Methods: This study isolates salt-tolerant rhizobacteria which have strong ability to produce ACC deaminase and the phytohormone indol-3-acetic acid (IAA). Inoculation experiments with selected bacteria strains were used to verify the plant growth promoting activity of bacteria under salt stress conditions.
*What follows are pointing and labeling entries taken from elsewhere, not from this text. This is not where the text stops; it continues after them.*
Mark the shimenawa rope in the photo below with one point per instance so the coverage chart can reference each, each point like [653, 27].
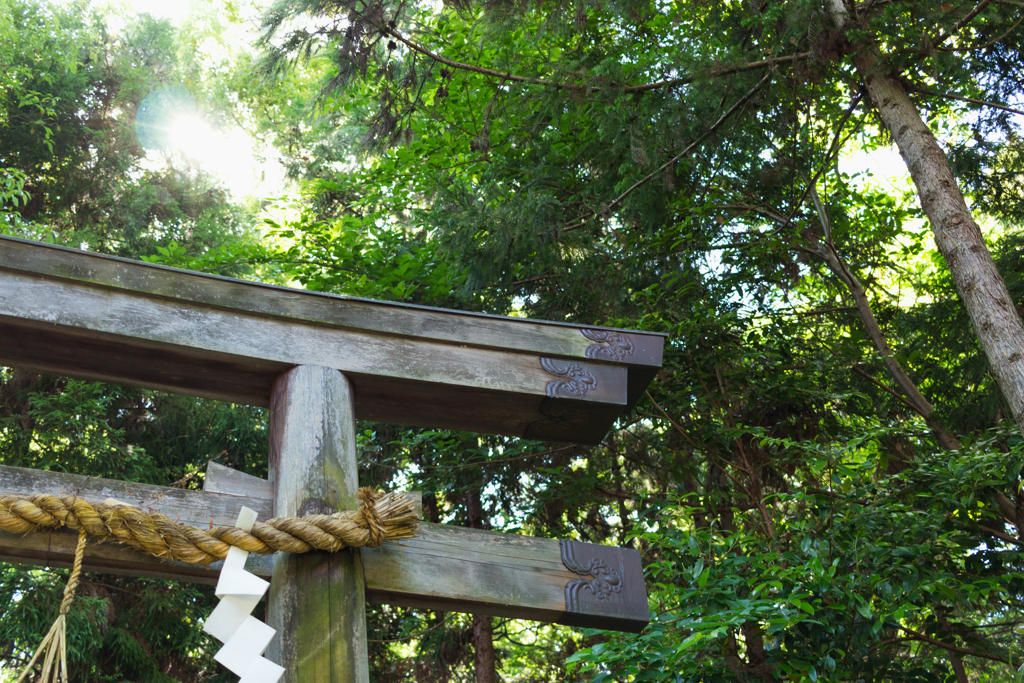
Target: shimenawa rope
[380, 517]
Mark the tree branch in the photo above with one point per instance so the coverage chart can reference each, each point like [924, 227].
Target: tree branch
[951, 648]
[1001, 536]
[644, 180]
[724, 71]
[969, 99]
[963, 23]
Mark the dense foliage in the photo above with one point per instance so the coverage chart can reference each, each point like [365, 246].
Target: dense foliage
[822, 479]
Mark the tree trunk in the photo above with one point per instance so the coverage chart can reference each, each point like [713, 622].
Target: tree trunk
[483, 632]
[956, 235]
[483, 645]
[827, 252]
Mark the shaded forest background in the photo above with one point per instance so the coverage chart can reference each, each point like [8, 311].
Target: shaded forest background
[824, 480]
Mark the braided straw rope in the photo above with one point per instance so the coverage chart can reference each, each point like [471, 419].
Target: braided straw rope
[54, 645]
[380, 517]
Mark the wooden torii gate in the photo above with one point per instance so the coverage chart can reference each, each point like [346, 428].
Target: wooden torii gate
[320, 361]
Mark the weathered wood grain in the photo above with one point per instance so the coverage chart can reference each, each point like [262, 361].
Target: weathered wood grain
[444, 567]
[88, 315]
[221, 479]
[316, 602]
[545, 338]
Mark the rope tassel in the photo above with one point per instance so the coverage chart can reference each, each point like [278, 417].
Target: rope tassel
[380, 517]
[54, 645]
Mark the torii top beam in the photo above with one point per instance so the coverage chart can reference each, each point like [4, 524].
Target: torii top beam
[101, 317]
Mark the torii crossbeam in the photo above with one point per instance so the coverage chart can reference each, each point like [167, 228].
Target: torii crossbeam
[318, 361]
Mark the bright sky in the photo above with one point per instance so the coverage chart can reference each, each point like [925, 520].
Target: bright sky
[183, 128]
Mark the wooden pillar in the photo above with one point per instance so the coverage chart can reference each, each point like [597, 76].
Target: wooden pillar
[316, 601]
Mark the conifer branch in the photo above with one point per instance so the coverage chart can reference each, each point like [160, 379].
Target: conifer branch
[644, 180]
[725, 71]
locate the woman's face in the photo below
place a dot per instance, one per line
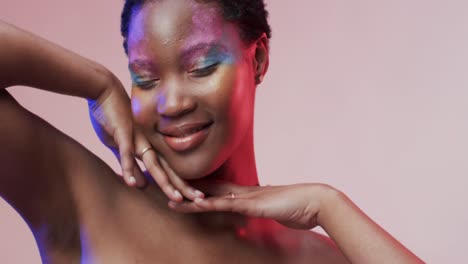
(193, 83)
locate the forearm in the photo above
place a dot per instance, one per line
(32, 61)
(359, 238)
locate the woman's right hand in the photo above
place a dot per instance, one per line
(112, 120)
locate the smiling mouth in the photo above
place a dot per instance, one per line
(186, 137)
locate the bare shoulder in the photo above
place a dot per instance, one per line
(44, 175)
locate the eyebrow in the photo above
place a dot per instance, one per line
(140, 64)
(202, 47)
(186, 54)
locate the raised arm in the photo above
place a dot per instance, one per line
(29, 60)
(304, 206)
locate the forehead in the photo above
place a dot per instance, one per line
(176, 25)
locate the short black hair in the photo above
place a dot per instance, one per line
(250, 16)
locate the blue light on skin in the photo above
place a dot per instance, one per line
(191, 61)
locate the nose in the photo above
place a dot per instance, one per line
(173, 102)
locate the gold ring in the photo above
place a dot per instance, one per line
(144, 151)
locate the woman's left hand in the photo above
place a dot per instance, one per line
(296, 206)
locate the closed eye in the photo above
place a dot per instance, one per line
(147, 84)
(205, 71)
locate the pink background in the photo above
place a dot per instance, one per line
(368, 96)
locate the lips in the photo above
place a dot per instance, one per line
(185, 137)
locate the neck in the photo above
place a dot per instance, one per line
(240, 168)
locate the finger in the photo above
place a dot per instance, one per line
(124, 140)
(181, 185)
(139, 176)
(151, 163)
(221, 188)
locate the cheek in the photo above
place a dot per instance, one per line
(142, 108)
(230, 97)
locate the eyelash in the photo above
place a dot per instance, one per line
(202, 72)
(205, 71)
(147, 84)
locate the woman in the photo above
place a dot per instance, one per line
(195, 66)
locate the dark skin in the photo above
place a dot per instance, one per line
(82, 210)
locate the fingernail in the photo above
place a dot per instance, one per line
(199, 194)
(131, 180)
(177, 194)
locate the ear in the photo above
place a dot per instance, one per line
(261, 58)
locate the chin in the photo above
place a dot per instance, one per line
(194, 166)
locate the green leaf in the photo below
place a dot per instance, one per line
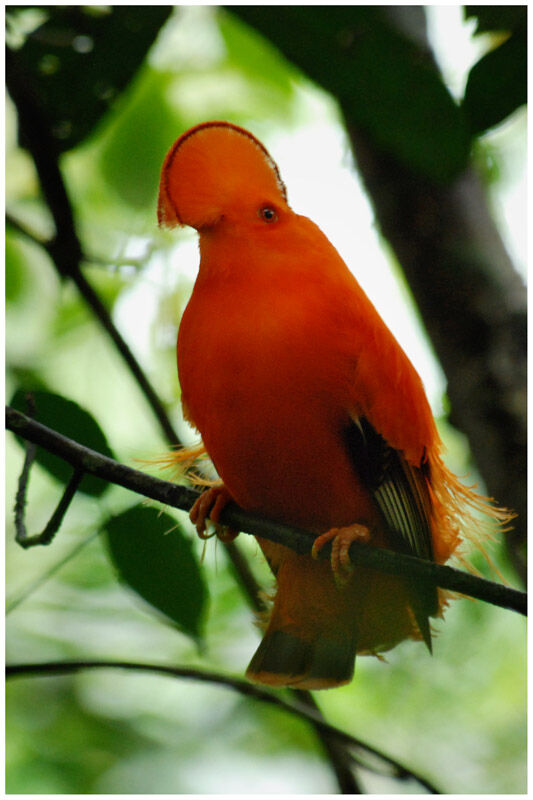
(68, 418)
(81, 58)
(155, 558)
(138, 138)
(387, 85)
(497, 84)
(16, 271)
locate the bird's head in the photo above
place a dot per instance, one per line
(219, 171)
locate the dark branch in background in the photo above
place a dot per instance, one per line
(300, 541)
(392, 767)
(65, 248)
(66, 253)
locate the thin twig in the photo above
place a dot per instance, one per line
(54, 523)
(301, 541)
(21, 534)
(396, 769)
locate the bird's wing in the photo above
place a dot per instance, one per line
(400, 492)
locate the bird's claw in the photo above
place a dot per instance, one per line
(209, 506)
(341, 539)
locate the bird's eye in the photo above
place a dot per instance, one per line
(268, 214)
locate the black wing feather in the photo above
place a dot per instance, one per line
(400, 493)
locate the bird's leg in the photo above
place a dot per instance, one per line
(341, 539)
(209, 506)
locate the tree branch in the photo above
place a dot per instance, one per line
(396, 770)
(301, 541)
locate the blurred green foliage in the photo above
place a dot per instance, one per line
(457, 717)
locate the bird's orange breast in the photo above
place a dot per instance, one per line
(267, 378)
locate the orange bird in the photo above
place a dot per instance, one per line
(310, 411)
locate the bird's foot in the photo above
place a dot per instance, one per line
(209, 506)
(341, 539)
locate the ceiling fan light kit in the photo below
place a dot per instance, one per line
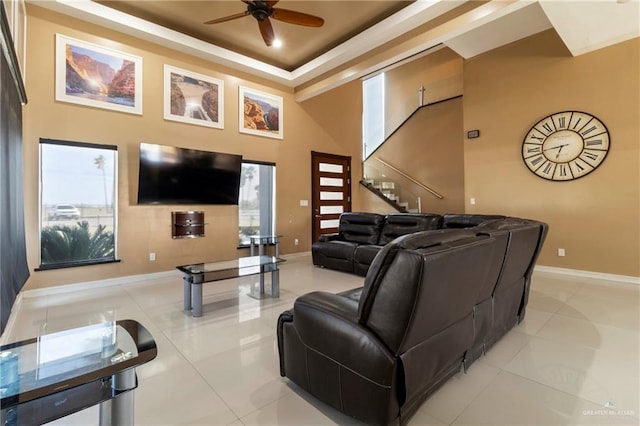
(263, 10)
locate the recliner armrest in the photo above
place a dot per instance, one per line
(329, 237)
(327, 323)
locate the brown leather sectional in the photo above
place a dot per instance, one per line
(432, 303)
(361, 236)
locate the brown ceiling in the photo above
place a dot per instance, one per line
(343, 20)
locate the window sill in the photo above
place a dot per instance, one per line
(75, 264)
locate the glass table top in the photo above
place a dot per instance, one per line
(54, 362)
(237, 267)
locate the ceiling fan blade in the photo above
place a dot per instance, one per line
(267, 31)
(228, 18)
(298, 18)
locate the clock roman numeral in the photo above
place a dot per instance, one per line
(537, 160)
(576, 124)
(590, 155)
(563, 171)
(561, 122)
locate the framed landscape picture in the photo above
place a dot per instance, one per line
(92, 75)
(193, 98)
(260, 113)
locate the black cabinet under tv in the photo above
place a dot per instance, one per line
(187, 224)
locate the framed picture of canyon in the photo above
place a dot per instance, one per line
(193, 98)
(96, 76)
(260, 113)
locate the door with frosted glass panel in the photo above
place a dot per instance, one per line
(331, 191)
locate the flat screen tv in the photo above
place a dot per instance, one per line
(172, 175)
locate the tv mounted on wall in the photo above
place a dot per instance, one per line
(173, 175)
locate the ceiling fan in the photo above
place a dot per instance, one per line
(263, 10)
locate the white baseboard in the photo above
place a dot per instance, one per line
(68, 288)
(12, 320)
(295, 255)
(168, 274)
(589, 274)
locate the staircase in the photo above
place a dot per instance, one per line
(385, 190)
(388, 181)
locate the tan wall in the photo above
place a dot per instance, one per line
(595, 218)
(440, 73)
(428, 148)
(143, 229)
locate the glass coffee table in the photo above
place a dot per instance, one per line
(53, 375)
(197, 274)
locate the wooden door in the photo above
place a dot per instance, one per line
(331, 191)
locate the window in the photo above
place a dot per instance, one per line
(78, 195)
(372, 114)
(256, 203)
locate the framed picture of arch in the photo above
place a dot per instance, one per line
(260, 113)
(96, 76)
(193, 98)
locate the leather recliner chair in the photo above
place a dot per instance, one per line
(378, 352)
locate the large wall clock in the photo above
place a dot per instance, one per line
(565, 146)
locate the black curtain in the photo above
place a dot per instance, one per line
(13, 255)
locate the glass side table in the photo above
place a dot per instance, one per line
(54, 375)
(261, 241)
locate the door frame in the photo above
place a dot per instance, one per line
(316, 188)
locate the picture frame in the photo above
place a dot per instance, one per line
(193, 98)
(260, 113)
(91, 75)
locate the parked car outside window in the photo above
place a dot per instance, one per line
(64, 211)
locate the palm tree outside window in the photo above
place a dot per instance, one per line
(256, 202)
(77, 203)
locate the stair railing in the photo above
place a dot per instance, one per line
(406, 176)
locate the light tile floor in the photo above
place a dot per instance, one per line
(573, 361)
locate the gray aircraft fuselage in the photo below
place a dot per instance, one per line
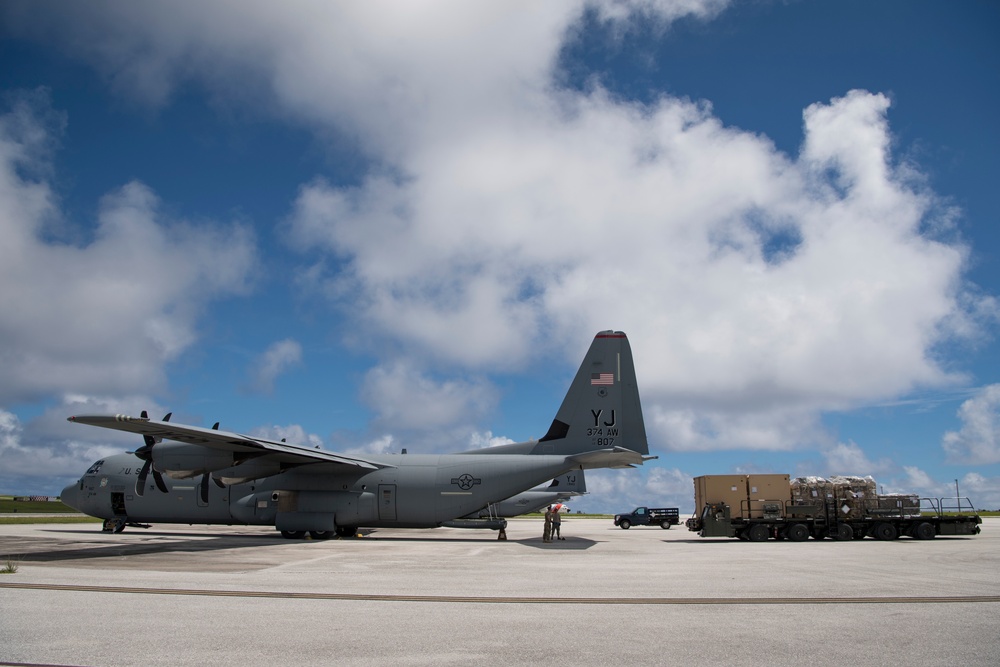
(192, 474)
(417, 491)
Result: Two isolates belong to Enterobacter cloacae and one isolate belongs to Pseudomonas sp. have been identified. Those rhizobacteria were found to be highly salt-tolerant at salinity level up to 10% NaCl. The selected bacterial strains were also capable to produce and secrete large amounts of ACC deaminase and the phytohormone IAA into the growth medium. Cowpea plants inoculated with ST3 strain revealed a significant increase in shoot length and shoot fresh weight over uninoculated control at the salinity level of 1.5% NaCl.
Conclusion: Three rhizobacterial strains belonging to the genera Enterobacter and Pseudomonas have been isolated. All three bacterial strains were identified as moderate halophiles and they can produce high levels of ACC deaminase and IAA. The strain Pseudomonas sp. ST3 showed the possible ability to promote the growth of cowpea under salt stress conditions.
ACC deaminase; Cowpea, Enterobacter; Pseudomonas; Salinity tolerance
Soil salinization from the agricultural standpoint is one of the most urgent problems in many areas worldwide, especially in agricultural countries like Vietnam. Salinization can be caused by saltwater invasion, long and severe drought, excessive use of chemical fertilizers. As a result, it can impact agricultural production, water quality, ecological health of streams and biodiversity. According to Qadir et al. , every day for the last two decades, about 2000 hectares of irrigated land in arid and semi-arid areas across 75 countries have been degraded by salt.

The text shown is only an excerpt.